While I also feel that Blizz is no longer making games that are aimed at what I want, I AM still boycotting them and will keep doing so even if they miraculously change course and start releasing stuff I would enjoy. I don’t feel at all that Blizz management care a whit about Hong Kong, minorities or even their own developers (see also: layoffs and pay so meagre that employees struggle to get by), they just have to pay lip service occasionally when their customers push back too hard.
Yes, all big companies are similarly soulless and profit-driven, but to me Blizz has still gone too far. I do still play otherMMOS (SSO, ESO and FFXIV), but outside of that I try to buy games made by smaller studios and I’ve spent a lot more of my money and time on games, especially queer ones.

Kickstarter Donor

As I said when the whole Blitzchung thing occurred, my first girlfriend was from Hong Kong, so I have strong connections to the fate of the place, and some of the people who lived there (she is, thankfully, living elsewhere now with her husband and children, beyond the easy reach of the CCP).

So, for me personally, the Hong Kong situation is less “theoretical” or “something happening over there” than it might be for some others.

And that “Crackdown Law” which silenced the protests still puts a chill through my heart, make no mistake.

I read recently that, prior to the crackdown, a group of protesters broke into HK city hall and left graffiti slogans on the walls as a kind of last chance to speak.

One slogan read: “You are the ones who taught us that peaceful protest doesn’t work”.

As for Blizzard in relation to Hong Kong, well, as others here have said here, Blizzard hasn’t really put out anything I’ve particularly cared about since World of Warcraft‘s Legion expansion, so not buying from the company is not a difficult choice for me.

As you say, Tyler, everything Blizzard does of late feels tired and cynically calculated. It’s hard for me to get genuinely excited about what Blizzard is offering, when Blizzard management can’t seem to muster any genuine excitement themselves.

So, yeah, I haven’t forgotten how Blizzard management utterly caved, and put money over principles when it mattered, and might have consequences.

This is why I sort of rolled my eyes when Blizz made it’s more-recent pro LGBTQ+ press statement — not because I don’t support LGBTQ+ recognition, representation, and inclusion; I definitely do — but because Blizzard management still seems to be desperate to improve its “social reputation” in the wake of the Hong Kong fiasco, yet they only make such gestures when they’re completely “safe” in terms of not significantly threatening potential profits.

I’m sure that it wasn’t lost on someone in the board meeting that appealing directly to LBGTQ+ gamers as a group might actually boost sales of Blizzard products.

In other words, I haven’t forgotten — but Blizzard hasn’t given me much to be interested in anyway.

Sorry for the length here, Tyler.

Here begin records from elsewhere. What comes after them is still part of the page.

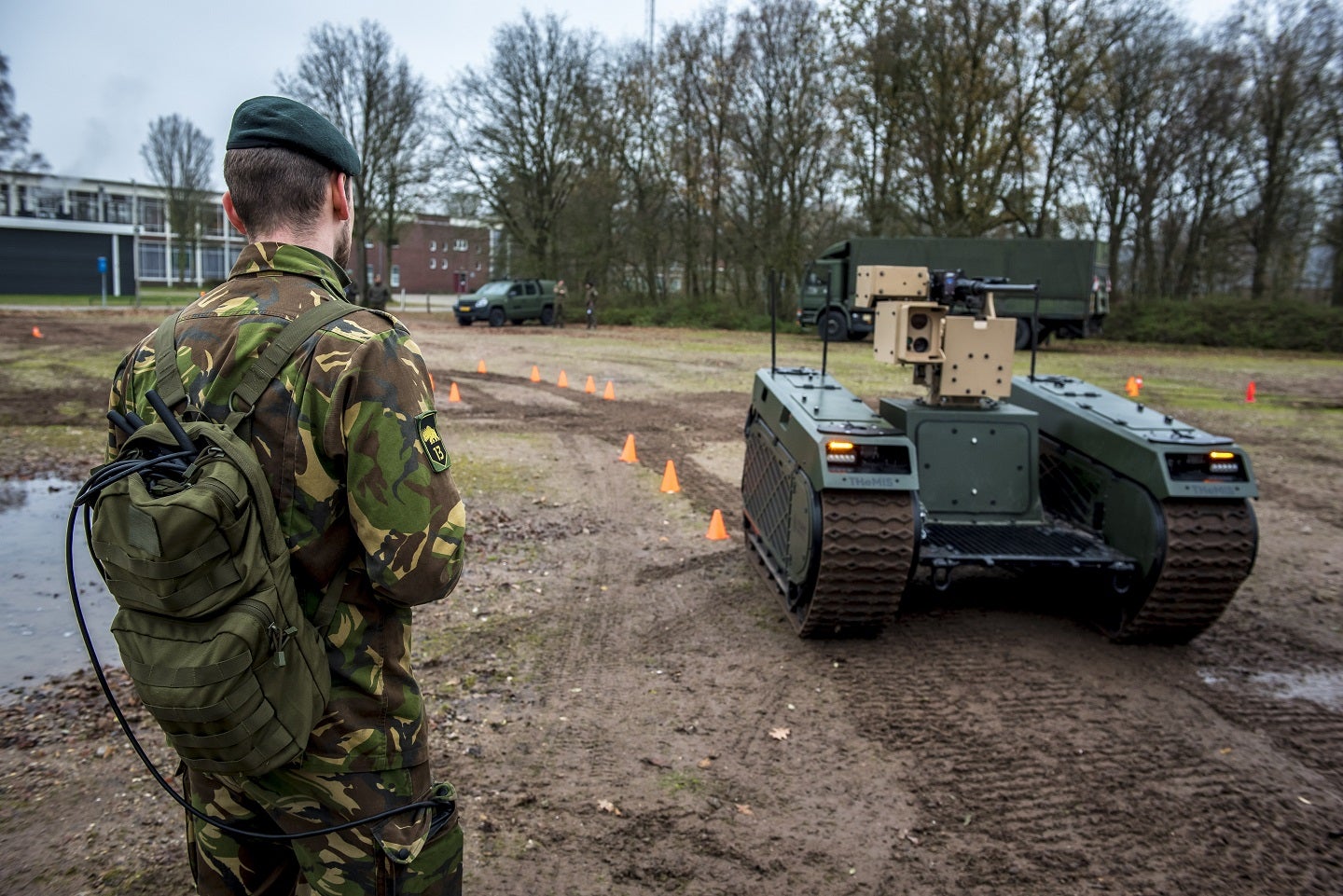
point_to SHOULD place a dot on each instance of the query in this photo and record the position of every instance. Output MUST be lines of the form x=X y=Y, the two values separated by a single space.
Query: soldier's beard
x=344 y=244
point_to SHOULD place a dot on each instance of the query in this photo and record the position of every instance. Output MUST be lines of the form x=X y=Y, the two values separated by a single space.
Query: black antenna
x=774 y=329
x=824 y=344
x=1034 y=332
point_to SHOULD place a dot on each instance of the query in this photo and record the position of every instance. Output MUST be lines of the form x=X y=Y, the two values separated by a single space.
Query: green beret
x=277 y=121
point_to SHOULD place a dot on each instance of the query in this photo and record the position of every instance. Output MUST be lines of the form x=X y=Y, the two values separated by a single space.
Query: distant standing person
x=589 y=292
x=379 y=293
x=561 y=295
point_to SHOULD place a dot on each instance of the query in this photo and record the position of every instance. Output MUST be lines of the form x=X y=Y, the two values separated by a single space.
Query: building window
x=213 y=262
x=214 y=221
x=152 y=215
x=118 y=209
x=152 y=261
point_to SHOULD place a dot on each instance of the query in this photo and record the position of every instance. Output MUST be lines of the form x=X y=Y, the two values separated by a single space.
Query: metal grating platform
x=1017 y=545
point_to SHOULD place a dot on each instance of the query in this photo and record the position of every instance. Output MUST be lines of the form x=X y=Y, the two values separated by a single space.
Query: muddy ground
x=626 y=710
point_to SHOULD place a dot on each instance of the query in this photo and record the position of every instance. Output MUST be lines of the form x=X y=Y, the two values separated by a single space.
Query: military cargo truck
x=1073 y=277
x=501 y=301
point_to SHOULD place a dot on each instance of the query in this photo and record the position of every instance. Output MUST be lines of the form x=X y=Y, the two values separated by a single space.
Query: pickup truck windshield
x=496 y=289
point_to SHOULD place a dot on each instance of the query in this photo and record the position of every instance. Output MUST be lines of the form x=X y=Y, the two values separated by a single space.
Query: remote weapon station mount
x=1139 y=520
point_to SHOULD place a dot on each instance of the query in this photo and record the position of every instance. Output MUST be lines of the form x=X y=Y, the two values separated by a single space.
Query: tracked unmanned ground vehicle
x=1143 y=518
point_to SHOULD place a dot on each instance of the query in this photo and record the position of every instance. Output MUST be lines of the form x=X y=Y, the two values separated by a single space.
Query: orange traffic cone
x=669 y=482
x=717 y=532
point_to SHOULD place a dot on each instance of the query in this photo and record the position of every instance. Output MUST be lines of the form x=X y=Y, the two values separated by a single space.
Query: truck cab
x=515 y=300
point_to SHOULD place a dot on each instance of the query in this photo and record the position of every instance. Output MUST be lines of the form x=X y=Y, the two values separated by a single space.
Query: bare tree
x=180 y=158
x=1071 y=42
x=782 y=134
x=518 y=128
x=369 y=93
x=702 y=72
x=872 y=103
x=1288 y=50
x=14 y=131
x=638 y=149
x=966 y=113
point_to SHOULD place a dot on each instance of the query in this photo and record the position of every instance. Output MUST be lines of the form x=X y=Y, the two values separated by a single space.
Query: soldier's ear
x=341 y=204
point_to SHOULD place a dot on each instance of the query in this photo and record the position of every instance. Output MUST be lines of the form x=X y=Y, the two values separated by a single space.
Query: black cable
x=88 y=493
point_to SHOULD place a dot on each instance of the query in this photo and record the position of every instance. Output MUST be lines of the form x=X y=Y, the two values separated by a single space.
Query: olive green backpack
x=186 y=536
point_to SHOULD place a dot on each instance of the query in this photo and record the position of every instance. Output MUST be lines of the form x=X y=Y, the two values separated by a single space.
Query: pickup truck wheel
x=833 y=326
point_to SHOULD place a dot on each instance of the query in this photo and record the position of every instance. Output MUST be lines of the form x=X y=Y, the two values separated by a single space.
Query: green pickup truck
x=508 y=300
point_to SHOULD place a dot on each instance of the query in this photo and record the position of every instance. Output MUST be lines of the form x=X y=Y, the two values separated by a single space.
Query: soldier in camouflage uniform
x=360 y=475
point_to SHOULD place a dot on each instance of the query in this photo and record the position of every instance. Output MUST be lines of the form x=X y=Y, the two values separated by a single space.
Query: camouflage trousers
x=415 y=852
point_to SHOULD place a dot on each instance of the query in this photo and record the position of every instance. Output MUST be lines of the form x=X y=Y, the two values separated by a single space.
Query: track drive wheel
x=861 y=564
x=1211 y=549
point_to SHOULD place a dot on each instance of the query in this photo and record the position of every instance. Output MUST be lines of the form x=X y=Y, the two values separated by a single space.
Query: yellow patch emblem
x=433 y=442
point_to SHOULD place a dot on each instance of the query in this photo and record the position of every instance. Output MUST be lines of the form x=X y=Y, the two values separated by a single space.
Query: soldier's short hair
x=274 y=186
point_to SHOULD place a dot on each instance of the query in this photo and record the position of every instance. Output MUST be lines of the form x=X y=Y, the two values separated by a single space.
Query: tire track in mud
x=978 y=751
x=1033 y=778
x=659 y=432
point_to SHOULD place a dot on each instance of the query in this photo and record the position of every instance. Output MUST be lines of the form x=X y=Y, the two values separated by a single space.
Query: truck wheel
x=833 y=325
x=1022 y=334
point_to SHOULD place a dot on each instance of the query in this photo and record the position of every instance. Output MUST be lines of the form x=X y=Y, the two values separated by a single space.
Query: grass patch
x=677 y=782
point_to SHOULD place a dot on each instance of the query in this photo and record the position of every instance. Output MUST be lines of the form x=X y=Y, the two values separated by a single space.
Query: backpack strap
x=167 y=377
x=265 y=368
x=262 y=371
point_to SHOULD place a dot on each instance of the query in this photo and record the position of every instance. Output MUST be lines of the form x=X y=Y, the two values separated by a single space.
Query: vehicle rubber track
x=866 y=549
x=1211 y=549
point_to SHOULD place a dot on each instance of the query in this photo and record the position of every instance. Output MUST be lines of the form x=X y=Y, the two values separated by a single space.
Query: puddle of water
x=39 y=636
x=1323 y=688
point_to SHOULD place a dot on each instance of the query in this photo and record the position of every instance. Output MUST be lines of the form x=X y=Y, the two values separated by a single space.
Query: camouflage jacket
x=360 y=476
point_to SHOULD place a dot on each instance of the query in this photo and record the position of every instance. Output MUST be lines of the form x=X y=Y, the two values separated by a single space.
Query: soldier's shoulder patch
x=434 y=448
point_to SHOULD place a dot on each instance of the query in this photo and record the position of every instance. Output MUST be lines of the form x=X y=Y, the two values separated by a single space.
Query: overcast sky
x=93 y=74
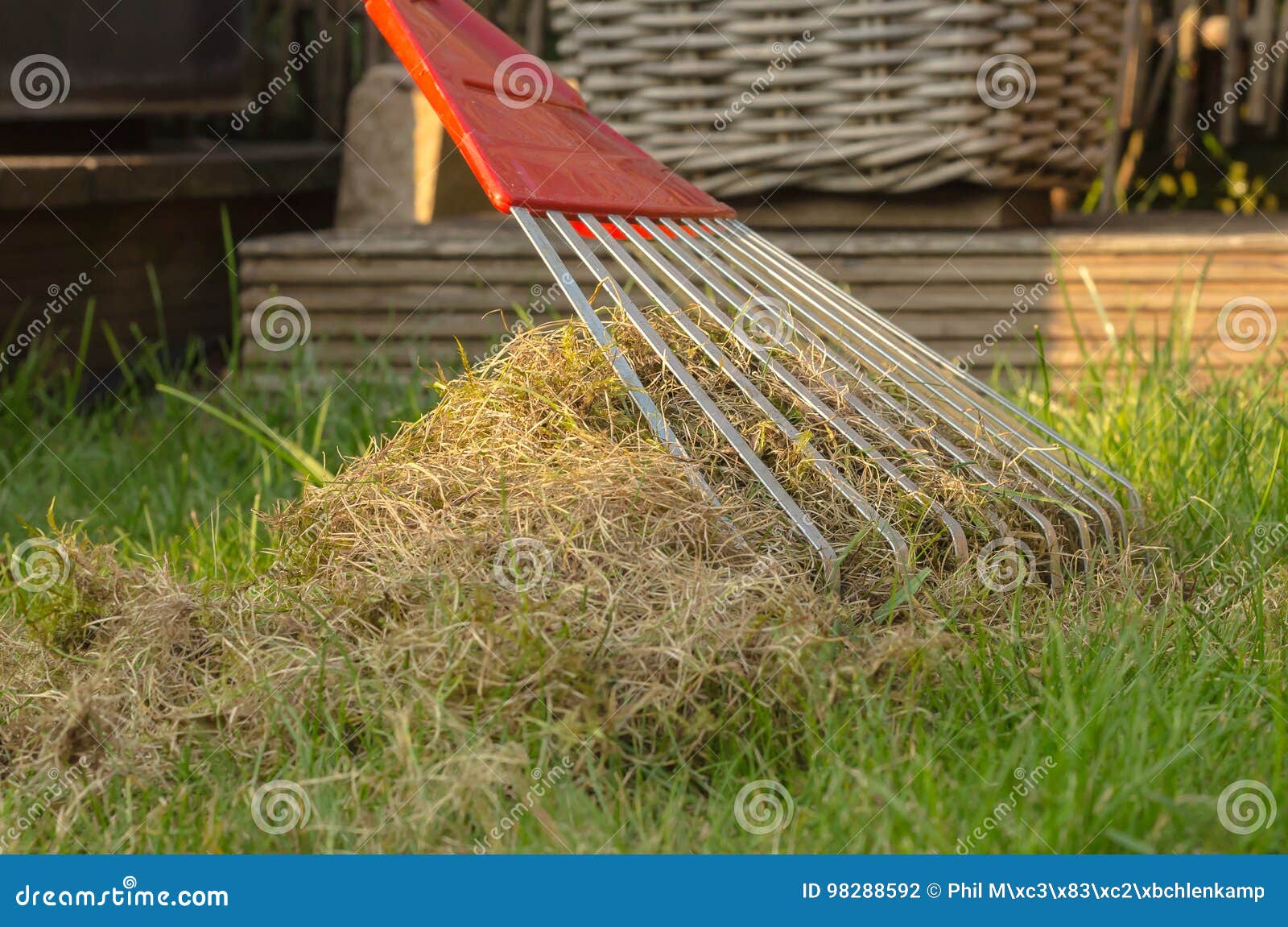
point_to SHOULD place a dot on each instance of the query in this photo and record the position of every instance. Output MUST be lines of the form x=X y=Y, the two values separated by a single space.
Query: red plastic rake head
x=526 y=133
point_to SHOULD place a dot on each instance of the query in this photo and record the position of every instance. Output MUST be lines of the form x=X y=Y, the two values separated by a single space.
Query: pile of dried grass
x=523 y=557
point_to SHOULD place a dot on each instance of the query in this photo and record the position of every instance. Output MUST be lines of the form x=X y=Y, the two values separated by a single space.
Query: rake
x=567 y=177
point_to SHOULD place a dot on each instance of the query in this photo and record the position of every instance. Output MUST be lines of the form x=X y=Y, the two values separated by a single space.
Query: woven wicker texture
x=852 y=96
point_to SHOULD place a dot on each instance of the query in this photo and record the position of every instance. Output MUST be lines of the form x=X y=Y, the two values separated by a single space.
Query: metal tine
x=1027 y=449
x=1045 y=526
x=628 y=375
x=799 y=517
x=961 y=548
x=1032 y=454
x=1049 y=532
x=1022 y=452
x=943 y=364
x=897 y=542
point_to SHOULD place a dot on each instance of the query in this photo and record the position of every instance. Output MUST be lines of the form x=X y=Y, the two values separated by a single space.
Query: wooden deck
x=409 y=294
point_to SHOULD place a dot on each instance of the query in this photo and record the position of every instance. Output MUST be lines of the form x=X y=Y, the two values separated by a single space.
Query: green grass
x=1139 y=712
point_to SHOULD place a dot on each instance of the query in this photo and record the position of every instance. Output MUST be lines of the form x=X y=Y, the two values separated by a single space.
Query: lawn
x=1111 y=718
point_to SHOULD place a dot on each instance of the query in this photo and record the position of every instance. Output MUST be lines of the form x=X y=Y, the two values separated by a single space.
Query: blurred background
x=167 y=169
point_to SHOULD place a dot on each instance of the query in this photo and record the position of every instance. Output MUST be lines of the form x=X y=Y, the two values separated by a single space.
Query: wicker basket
x=852 y=96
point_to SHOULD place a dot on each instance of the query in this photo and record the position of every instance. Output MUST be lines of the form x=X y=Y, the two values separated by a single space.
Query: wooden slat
x=422 y=289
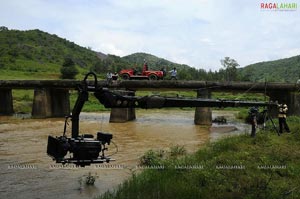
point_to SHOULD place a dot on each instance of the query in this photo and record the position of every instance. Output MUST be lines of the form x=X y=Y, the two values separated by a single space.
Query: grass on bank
x=266 y=167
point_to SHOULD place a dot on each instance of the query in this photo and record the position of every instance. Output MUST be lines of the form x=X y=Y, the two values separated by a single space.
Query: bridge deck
x=151 y=85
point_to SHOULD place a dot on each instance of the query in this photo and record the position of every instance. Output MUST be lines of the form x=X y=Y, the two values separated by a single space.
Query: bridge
x=51 y=97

Thanks for the article!

Oh, and Free Hong Kong. The sooner, the better. :-)

Rodrigo Dias Costa

I’ve bough D3 thrice(one on console because local co-op, 2 for PC since my physical copy would delay a bit, later I’ve sold that copy’s key to a friend), I was highly anticipating Reforged, and frankly I was interested on Immortal since I usually spend 2~3 hours commuting in a work day. Then Blitzchung happened…

I could say that this still is a boycott, but actually I don’t care anymore. There’s no hope of them delivering another amazing game ever again. As the WC3R launch showed, their passion of making games is lost, as is my interest on using their products.

Loyal Patron
Patreon Donor
Ysayle was right

Boycotts suck for the decent people working at a company, sure, but you could use the money you didn’t spend on stuff like supporting independent creators more directly rather than making the likes of Bobby Kotick and Yves Guillemont more absurdly rich without materially affecting your friends’ incomes.


My boycott was going long before this fiasco, and will continue long after. -shrugs-


Blizzard is yet another company that’s falling apart internally due to corporate greed, too many of the older creative/passion-fueled visionaries leaving, and deciding to save face by jumping in on the corporate wokeness train to dodge criticism and continue their downward spiral.

I guess it was bound to happen, but once Mike Morhaime stepped down it was incredibly clear that was the road Blizzard was going and is continuing to go down. Maybe they’ll change, but it looks pretty bleak right now for anyone who used to love Blizzard or still is holding on in the hopes that things improve.


After Blizzard responded to record profits by firing a bunch of staff it was pretty clear that they weren’t really intent on creating quality products anymore, and that’s been more or less borne out by their output. Outside of lukewarm attempts to milk existing Blizzard franchises, it’s pretty clear that the development money isn’t actually there for Blizzard.

The decision to essentially mothball development on HoTS in particular was when you could kind of tell that the company had more or less given up the ghost; the idea that they didn’t want to compete in either the MOBA space or the BR space in lieu of collecting a market rent on Hearthstone is sufficient to tell you anything you might ever need to know about another Blizzard product.


Good article and I also agree with most of it. For me it is difficult to justify the self sacrifice required to boycott when I know that it will achieve nothing statistically significant. Now that doesn’t mean that I would start actively defending the company or avoiding criticizing them.

Now two bits I disagree with a lot. First is that Blizzard has or ever had good writers. They can create iconic characters in the comic book sense of iconic but the stories are difficult to follow and even more difficult to care about.

Second is about Diablo 4. The last thing I would wish to see is a “proper” sequel to Diablo 3. That game is thoroughly mediocre in every way imaginable and very little of it should be brought forward to any game of any genre. Diablo 2 on the other hand was a masterpiece for its time so taking inspiration from there makes sense.


I never did get on the boycott “bandwagon” over this. But I certainly think much less of Blizz over this. I’ve also still respected those who have taken actions to call Blizz into account. And I still feel censorship by proxy is very bad thing…

…ask me to reflect on this in another year, I’ll probably still say the same thing. Unless Blizz fully retracts on this. But I am not holding my breath, lol.